Nichols worked on small government contracts throughout the region, including White Sands Missile Range, Cannon and Holloman Air Force bases and Fort Bliss.
He then became a building inspector for the State of New Mexico, working in the southern part of the state. That was followed by several years as planner for Luna County, with an office in Deming, and then running the building department for the City of Yuma, Arizona.
After five years in Yuma, Nichols moved to El Paso, where he worked in the building and planning department before becoming director of the city General Services Department, which oversaw 256 buildings covering 4 million square feet.
In El Paso, Nichols worked with Stuart Ed, who would become Las Cruces city manager in October 2016. Ed invited Nichols to apply for the position of CDD director in Las Cruces. Nichols was chosen for the job from among eight candidates, telling Ed and other city leaders, “I think I can make a difference.”
There’s a photo in Nichols’ office at Las Cruces City Hall of him and his wife, Denise, and their son, Grant, during a 2008 meeting with then-President George W. Bush at the White House.
“This is my office; this is where I work,” Nichols remembers Bush telling them.

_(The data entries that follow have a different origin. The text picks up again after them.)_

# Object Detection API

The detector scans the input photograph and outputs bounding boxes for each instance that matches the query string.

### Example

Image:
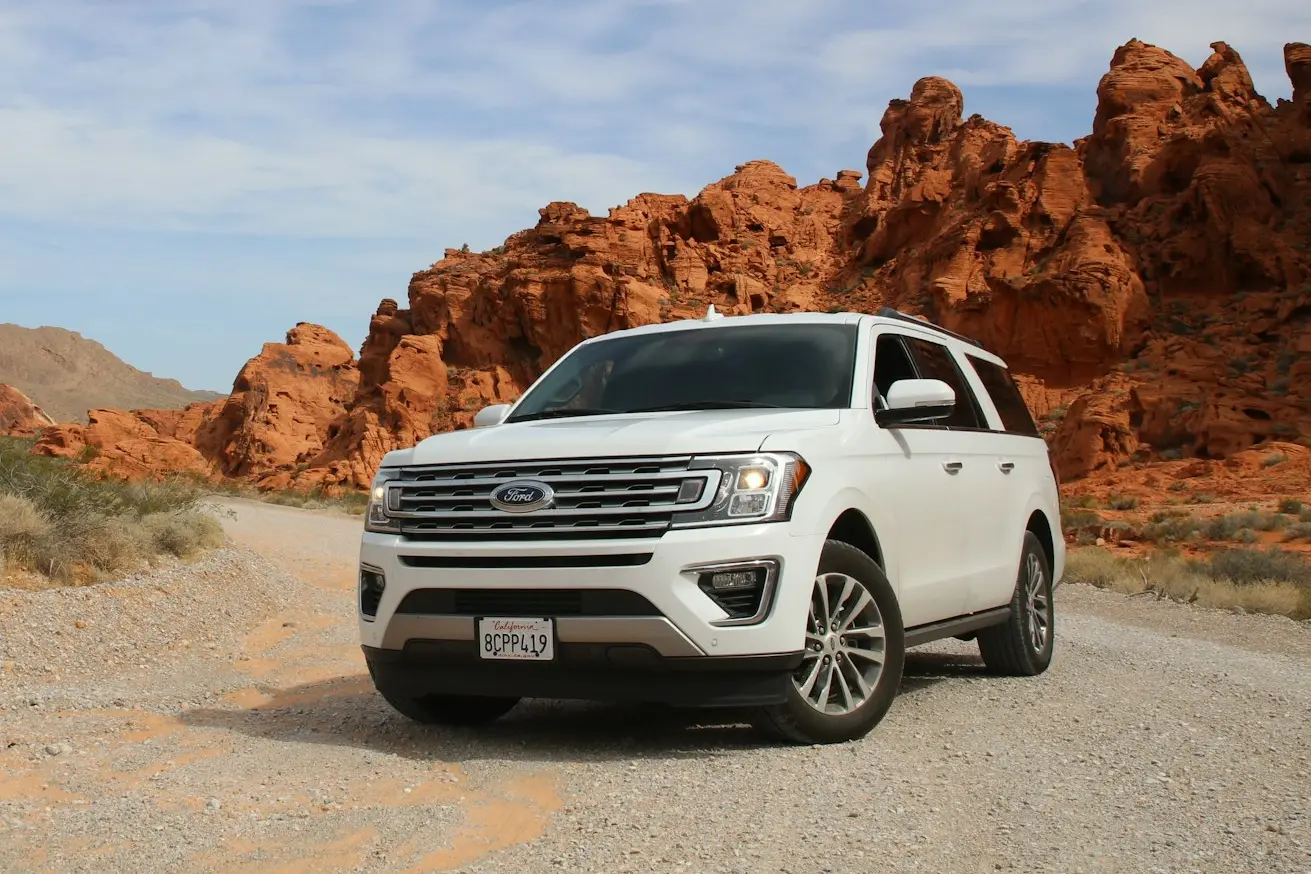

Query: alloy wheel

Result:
[792,573,886,715]
[1024,553,1051,653]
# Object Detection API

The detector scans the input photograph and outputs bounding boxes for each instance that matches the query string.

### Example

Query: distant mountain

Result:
[0,324,224,422]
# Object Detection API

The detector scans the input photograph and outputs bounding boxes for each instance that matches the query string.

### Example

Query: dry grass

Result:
[1065,548,1311,620]
[0,438,223,584]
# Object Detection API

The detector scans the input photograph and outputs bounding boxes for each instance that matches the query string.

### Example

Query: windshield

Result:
[507,322,856,422]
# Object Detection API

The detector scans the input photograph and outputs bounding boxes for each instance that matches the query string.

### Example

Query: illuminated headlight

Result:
[364,468,400,535]
[674,452,810,528]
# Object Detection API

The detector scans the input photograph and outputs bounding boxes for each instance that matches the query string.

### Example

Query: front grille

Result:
[388,456,720,541]
[396,588,659,617]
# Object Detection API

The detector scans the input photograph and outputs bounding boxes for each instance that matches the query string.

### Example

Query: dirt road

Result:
[0,502,1311,874]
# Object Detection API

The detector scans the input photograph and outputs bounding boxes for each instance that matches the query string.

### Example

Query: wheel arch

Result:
[827,507,888,571]
[1024,508,1057,574]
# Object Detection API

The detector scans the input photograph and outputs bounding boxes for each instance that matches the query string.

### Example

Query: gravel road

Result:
[0,501,1311,874]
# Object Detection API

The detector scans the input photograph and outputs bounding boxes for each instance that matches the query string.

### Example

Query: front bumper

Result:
[357,524,823,660]
[363,641,801,708]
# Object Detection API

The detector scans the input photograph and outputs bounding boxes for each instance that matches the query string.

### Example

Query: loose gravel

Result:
[0,502,1311,874]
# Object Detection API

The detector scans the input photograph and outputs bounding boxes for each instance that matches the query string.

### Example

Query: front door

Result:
[873,329,978,628]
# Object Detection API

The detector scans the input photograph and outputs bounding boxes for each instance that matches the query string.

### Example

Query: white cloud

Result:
[0,0,1311,245]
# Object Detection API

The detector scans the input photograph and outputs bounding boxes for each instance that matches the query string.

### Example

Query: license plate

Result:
[479,617,556,662]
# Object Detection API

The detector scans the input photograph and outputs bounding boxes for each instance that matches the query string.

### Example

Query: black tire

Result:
[753,540,906,744]
[978,531,1057,676]
[368,664,519,726]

The meeting took place because Grant worked in the president’s office.
There’s also a photo in Nichols’ office of Clayton Moore and Jay Silverheels, stars of the 1949-57 “The Lone Ranger” television series, that Nichols uses to illustrate how he runs his department.
“There’s no Lone Ranger,” he said. “It’s teamwork.”
“I’ve had an amazing life,” Nichols said.
And despite two trips around the world and living in four other states, “I’ve always considered Las Cruces my home,” he said.
It is an honor and a pleasure to work with Larry Nichols, said Assistant City Manager Eric Enriquez. “He has changed the culture of Community Development to be focused on customers’ needs and requests through a friendly and efficient way. We are very fortunate to have Larry as our Community Development director.”
City construction on a record-setting pace
The Community Development Department had a record-setting year in 2021, Nichols said in a City of Las Cruces news release. There was $321.7 million in permit valuations in 2021, according to department reports, as 907 new homes were built in Las Cruces, 9,641 permits were issued, more than 18,800 inspections were performed, 137 planning development projects were submitted and 644 solar system permits were issued.
The permit valuation in Las Cruces for December 2021 was $27,034,884, 54 percent higher than the $17.4 million permit valuation collected in December 2020.
The city continues to see some construction industry downturns because of the pandemic, the news release said. “Labor shortages, unavailability of equipment and appliances and certain building material shortages were experienced in Las Cruces, and those continue to have a limiting impact in some instances on residential construction activities,” the city said.
And, if you think Las Cruces is a retirement community, consider this: Only 16 percent of new 2021 new-home buyers were retired. Most are younger, and a sizeable majority have moved to Las Cruces from other places, Nichols said.
That growth “is going to continue,” Nichols said. “I’m just glad to be part of it.”
Construction in Las Cruces didn’t shut down or slow down during the pandemic, he said, but the city began interactive video inspections (IVI), allowing the city’s eight inspectors to keep up with the growing volume of work by conducting about 30 IVIs per day, compared to the previous 12-15 on-site inspections.
CDD has good rapport with the construction industry, Nichols said, because he and his staff “find ways to be less governmental and more entrepreneurial.”
“I like to see things progress,” Nichols said.